5 : コロッセオ

 クリスマス・イルミネーション巡りの終点はコロッセオ。ヴェネツィア広場からフォロ・ロマーノを歩き、目指すコロッセオに到着して拍子抜けした。いつもならコロッセオ前の広場に大きなツリーが出ているのに、今年目にしたのは「メトロC線工事中」の看板。ずっと長い間、開通するすると言われながら一向に進展していなかったメトロC線の工事だが、ロックダウンや移動規制が敷かれて観光客がいなくなった今年は工事がスイスイ進んだ。コロッセオ駅の工事は難関中の難関だが、今年は災い転じて絶好のチャンスとなり、工事も着々と進行している。巨大ツリーは拝めなかったが、代わりにコロッセオの窓枠アーチ内にオリジナル彫刻の立体映像が浮かび上がるライトアップが登場。キラキラに飾らなくとも十分見応えのあるイルミネーションが楽しめた。
 ローマ旧市街には上記以外にもナヴォーナ広場、ポポロ広場など各所でクリスマス・イルミネーションを展開している。Webカメラを設置した世界各地の観光スポットのライヴ映像が見られるアプリやサイトもたくさんあるので、それらを活用してぜひ今年のローマのイルミネーションを体験してみて欲しい。

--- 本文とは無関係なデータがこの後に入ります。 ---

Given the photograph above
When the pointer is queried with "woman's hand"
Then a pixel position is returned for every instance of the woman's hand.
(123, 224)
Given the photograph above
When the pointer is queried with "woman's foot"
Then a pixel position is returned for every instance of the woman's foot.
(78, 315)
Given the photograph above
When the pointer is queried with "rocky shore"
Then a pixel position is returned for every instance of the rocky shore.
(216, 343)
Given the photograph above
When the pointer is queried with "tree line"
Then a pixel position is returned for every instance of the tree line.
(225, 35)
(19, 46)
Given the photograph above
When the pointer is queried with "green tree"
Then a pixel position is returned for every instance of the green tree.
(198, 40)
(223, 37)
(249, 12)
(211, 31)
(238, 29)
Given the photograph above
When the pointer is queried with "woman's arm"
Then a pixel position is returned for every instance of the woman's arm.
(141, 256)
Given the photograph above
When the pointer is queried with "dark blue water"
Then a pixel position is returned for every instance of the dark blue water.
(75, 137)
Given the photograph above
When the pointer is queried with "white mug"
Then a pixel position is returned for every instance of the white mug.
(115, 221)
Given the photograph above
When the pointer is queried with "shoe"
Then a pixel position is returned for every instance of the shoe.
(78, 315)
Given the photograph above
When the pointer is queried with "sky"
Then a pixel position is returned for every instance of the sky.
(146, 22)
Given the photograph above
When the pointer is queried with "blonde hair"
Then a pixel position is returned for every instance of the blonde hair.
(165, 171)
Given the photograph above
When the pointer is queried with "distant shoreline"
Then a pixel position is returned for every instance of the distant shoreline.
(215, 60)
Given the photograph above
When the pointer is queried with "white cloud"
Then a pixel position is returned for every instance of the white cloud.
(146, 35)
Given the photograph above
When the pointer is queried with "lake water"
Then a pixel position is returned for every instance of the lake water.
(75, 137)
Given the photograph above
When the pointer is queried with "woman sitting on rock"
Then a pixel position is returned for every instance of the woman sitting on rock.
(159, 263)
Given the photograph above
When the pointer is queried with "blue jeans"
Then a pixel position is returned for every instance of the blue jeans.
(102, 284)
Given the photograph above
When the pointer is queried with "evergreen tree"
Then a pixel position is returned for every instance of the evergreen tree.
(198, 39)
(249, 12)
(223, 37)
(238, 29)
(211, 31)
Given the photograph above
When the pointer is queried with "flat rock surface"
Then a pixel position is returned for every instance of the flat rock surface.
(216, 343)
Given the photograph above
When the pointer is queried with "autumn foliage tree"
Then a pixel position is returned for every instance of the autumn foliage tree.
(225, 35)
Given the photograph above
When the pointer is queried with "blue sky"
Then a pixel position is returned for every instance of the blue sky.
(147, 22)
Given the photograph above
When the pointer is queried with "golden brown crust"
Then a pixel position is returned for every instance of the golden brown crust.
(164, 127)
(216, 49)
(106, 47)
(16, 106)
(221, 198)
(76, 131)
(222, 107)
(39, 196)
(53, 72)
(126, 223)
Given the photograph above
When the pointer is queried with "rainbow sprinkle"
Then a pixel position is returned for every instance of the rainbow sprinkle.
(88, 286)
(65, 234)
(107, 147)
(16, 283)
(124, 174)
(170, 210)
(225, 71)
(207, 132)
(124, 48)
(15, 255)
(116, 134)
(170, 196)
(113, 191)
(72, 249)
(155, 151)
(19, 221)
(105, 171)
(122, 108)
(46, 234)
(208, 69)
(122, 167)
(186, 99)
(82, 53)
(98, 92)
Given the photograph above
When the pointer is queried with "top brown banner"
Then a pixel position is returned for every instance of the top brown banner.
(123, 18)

そして一人でも多くの人が、少しでも明るい気持ちで新しい年を迎えてくれることを、心の底から切に願っている。

 

メトロC線の工事が進むコロッセオ前の広場。いつもならツリーが置かれる場所に、今年はクレーンがいた。コロッセオ前には「メトロC」がスポンサーとなっているちっちゃなツリーが申し訳なさそうに光っている。
クリスマス・イルミネーションの代わりに目を引いたのがオリジナルのコロッセオに置かれていた窓枠の大理石像の3D映像。暗い夜空の中に浮かび上がる彫像はまるで本物のように見える。キラキラはなくてもそれだけで圧巻の美しさを誇るコロッセオの勇姿はさすが。